Hello, I might be wrong. Please correct me. In planetary motion or in the size of galaxies: (a) The gravitational attraction of a body, say sun and the force from other planets, creates the elliptical shapes, right? (b) If the gravitational force of any one body is high than the other, the ellipse or rather the eccentricity will increase. Will it result in the shape of a parabola or hyperbola? I mean to say that the shape of a ellipse is due to the gravitational attraction. What would happen for stronger and more stronger gravitational force? Would the shape of the orbit change? -- Shounak
What do you mean by "stronger and more stronger"? If it is multiplied by a factor, you still have closed elipses for bound orbits. But if you change the power of the distance in the equation or use some completely different function, then you get different shapes. Trajectories for different laws of gravity: http://megaswf.com/serve/1161536
Are you suggesting that it is other planets that cause our orbit round the Sun to be elliptical? This is not the case.
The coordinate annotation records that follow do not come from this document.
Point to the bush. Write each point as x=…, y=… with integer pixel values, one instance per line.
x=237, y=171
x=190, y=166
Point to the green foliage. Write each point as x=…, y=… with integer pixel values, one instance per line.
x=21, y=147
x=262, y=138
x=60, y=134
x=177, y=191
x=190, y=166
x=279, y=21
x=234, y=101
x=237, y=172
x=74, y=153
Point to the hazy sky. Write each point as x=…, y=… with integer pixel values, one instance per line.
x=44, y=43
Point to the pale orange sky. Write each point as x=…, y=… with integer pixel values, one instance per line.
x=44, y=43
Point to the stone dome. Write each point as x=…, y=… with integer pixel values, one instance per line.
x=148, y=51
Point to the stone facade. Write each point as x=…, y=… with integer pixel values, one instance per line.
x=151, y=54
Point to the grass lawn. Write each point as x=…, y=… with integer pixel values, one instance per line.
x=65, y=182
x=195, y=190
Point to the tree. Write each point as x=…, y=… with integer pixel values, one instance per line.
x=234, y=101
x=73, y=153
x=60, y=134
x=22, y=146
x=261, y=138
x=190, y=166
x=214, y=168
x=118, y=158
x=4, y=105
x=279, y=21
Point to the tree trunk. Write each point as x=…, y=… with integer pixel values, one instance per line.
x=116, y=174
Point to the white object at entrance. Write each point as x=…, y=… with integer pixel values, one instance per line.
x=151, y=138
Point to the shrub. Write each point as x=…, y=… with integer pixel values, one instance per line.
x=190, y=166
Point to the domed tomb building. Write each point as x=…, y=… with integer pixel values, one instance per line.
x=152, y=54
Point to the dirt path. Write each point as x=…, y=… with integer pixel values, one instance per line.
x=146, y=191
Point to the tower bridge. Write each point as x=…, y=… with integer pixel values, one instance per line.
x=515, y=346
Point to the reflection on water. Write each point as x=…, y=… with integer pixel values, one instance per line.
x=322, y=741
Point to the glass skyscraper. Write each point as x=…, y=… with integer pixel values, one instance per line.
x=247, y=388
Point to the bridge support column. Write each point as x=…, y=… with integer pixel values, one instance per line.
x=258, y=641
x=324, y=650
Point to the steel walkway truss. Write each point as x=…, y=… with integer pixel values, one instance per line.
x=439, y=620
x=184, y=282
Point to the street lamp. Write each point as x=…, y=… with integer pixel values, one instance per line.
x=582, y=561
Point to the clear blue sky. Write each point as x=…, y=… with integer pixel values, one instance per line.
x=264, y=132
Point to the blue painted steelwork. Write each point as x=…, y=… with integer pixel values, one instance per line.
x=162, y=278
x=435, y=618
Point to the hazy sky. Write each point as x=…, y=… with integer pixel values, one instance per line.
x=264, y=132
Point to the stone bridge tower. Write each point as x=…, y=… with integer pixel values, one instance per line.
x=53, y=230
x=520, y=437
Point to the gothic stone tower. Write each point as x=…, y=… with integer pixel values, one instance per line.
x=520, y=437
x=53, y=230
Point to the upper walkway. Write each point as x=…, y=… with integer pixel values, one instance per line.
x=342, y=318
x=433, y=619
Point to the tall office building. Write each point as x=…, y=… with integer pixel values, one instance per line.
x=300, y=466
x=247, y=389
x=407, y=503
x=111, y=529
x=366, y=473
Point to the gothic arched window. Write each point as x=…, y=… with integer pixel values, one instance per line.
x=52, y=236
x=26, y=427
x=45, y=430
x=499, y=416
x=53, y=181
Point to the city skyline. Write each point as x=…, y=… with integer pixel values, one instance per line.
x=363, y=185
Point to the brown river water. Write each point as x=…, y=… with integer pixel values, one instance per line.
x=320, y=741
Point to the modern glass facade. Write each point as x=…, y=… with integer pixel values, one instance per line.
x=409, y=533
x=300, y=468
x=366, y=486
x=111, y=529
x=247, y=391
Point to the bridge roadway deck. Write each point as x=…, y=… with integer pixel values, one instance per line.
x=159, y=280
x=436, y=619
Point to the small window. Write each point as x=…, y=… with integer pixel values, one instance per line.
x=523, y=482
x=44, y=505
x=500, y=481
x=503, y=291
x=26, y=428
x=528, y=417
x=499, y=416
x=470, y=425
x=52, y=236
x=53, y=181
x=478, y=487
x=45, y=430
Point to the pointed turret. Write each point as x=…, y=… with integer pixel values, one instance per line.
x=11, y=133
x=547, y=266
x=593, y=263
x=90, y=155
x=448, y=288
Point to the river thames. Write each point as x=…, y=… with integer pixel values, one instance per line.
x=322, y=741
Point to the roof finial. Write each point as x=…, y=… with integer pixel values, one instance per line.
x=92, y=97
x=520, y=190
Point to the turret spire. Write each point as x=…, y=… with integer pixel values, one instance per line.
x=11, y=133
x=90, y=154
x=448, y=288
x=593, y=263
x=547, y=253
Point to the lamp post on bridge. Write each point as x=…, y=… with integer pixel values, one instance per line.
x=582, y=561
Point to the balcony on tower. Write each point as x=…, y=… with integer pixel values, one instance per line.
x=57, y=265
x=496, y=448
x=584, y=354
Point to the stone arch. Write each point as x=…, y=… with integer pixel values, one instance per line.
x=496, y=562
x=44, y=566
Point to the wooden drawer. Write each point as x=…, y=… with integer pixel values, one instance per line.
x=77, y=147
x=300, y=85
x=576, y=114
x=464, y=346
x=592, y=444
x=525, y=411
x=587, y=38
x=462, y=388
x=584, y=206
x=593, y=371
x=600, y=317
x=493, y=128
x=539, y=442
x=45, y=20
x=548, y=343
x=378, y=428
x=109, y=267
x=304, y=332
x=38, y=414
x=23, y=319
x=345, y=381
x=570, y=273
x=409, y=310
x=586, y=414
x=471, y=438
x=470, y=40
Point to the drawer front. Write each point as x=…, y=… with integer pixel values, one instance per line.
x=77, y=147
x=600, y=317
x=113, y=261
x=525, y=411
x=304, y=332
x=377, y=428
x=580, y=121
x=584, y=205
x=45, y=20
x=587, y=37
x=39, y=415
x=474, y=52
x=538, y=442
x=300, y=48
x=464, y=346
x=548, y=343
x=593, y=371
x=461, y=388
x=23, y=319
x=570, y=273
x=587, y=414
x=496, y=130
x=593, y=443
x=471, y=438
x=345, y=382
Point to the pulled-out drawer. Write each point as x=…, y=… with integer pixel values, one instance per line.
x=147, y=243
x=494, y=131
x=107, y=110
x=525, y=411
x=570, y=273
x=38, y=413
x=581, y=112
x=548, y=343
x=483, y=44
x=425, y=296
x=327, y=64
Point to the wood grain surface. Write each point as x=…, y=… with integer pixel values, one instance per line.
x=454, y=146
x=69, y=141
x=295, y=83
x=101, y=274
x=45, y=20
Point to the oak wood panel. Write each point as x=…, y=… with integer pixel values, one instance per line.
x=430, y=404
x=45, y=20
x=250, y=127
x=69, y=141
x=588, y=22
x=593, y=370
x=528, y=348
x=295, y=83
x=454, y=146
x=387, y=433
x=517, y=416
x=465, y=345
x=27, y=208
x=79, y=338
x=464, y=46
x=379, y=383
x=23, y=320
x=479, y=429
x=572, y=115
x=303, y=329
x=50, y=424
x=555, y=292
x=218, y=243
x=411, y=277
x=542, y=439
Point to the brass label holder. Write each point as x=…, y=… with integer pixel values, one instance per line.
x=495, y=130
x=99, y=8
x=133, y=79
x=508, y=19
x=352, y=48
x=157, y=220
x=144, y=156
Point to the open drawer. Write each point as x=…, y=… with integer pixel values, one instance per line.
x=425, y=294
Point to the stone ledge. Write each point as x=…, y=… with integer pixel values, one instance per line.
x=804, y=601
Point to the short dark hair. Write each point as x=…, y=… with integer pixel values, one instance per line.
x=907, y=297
It is elliptical for a lone planet around an isolated star. The reason for an elliptical orbit is that there is an inverse square force law at work; the sums give you an ellipse. A circular orbit is a very special case of ellipse and involves the planet going at the same speed all the time. In practice, all orbits vary in speed and radius over their orbit period. They go slowly when at a greater distance and 'fall' inwards, gathering speed until the star is 'abeam' of them and then start to climb away again, losing speed. Eventually, their speed has dropped enough for them to start to 'fall' inwards again. The orbiting planet has a given amount of Kinetic plus Potential Energy, which will not change because there is no friction. When nearest to the star, its KE is maximum and its PE is minimum and when it's furthest away, its KE is minimum and its PE is maximum. The only other relevant point to make is that the orbit stays the same and axes the ellipse remain in the same orientation for ever if there are no losses or other perturbations.